Trains and trams busy but moving
Alternatives to Dublin Bus coping with extra passengers
On the first full working day of the bus strike, Dart and commuter trains did a brisk trade but there was no difficulty in accommodating passengers who usually take the bus. Photograph: Bryan O’Brien
Trains and trams were busy but not overstretched yesterday as commuters sought alternatives to Dublin Bus services.
On the first full working day of the bus strike, Dart and commuter trains did a brisk trade but there was no difficulty in accommodating passengers who usually take the bus.
The timing of the strike meant there was room on trains which there would not have been at other times of the year.
“Apart from Christmas and new year, this would be our quietest time for daily commuters. So there is no requirement to put on extra trains, and we’ve had no reports of anyone being left behind on the platform,” said Mr Kenny.
Luas operator Veolia also said it was managing to take extra passengers without increasing the frequency of trams.
“This is normally a quiet time for us from a capacity point of view. We run the same timetable all year round, and the frequency of trains would be about four to six minutes, so we’re managing to facilitate all passengers,” a spokeswoman said.
Some stations had been particularly busy yesterday morning, but there were no significant problems in passengers accessing trams.
“Heuston Station and Dundrum were busier than normal.

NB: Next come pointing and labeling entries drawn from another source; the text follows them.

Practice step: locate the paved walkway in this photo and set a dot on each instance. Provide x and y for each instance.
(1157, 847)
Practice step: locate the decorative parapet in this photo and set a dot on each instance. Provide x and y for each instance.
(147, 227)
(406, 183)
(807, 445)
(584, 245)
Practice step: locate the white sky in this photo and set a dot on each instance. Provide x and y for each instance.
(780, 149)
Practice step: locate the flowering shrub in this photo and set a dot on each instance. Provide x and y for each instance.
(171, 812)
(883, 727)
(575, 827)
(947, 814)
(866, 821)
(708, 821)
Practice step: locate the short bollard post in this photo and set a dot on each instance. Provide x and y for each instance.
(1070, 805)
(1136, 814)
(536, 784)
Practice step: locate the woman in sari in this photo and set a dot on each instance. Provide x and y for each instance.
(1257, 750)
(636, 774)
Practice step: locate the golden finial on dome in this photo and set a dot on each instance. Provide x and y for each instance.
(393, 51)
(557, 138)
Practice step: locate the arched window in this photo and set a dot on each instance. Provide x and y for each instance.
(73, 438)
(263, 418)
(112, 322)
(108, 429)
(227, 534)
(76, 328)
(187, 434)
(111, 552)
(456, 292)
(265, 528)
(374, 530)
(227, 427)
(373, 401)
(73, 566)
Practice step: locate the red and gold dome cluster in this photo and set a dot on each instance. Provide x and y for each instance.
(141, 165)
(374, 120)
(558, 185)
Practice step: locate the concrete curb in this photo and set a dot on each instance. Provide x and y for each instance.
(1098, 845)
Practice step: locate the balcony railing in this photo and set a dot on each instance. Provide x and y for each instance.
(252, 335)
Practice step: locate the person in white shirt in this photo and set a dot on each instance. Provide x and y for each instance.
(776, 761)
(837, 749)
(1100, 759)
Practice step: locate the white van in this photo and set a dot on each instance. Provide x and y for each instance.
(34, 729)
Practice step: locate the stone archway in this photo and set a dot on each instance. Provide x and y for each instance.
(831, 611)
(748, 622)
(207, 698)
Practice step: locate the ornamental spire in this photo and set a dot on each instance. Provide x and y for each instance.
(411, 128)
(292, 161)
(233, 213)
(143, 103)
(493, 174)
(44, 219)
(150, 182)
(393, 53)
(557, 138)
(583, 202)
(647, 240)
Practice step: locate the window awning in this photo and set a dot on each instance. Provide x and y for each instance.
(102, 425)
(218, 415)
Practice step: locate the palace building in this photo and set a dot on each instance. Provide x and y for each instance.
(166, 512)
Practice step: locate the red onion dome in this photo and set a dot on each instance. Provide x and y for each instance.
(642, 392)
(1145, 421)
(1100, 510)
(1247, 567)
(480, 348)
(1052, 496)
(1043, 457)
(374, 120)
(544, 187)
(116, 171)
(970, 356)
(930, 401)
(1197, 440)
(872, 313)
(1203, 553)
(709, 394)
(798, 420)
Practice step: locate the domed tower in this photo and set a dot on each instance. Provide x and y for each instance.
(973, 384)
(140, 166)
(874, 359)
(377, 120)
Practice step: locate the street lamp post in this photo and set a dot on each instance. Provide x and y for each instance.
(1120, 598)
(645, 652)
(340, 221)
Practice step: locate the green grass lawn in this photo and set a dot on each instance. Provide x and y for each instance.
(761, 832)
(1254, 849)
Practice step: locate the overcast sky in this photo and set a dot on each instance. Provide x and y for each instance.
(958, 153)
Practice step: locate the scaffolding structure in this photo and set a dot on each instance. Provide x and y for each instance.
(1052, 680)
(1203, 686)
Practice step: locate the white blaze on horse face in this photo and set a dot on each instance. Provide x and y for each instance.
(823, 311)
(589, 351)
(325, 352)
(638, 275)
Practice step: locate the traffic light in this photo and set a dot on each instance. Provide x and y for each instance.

At peak times, you may not get the first one, but you will get the second.”
Passengers had been “very understanding” about services been busier than usual for the time of year, she added.
Dublin City Council said there had been no significant increase in usage of the Dublin Bikes since the strike started, but a spokesman said the bikes were more commonly used by people moving around the centre than by commuters accessing the city.
Private bus operators and taxi firms reported a brisk trade yesterday.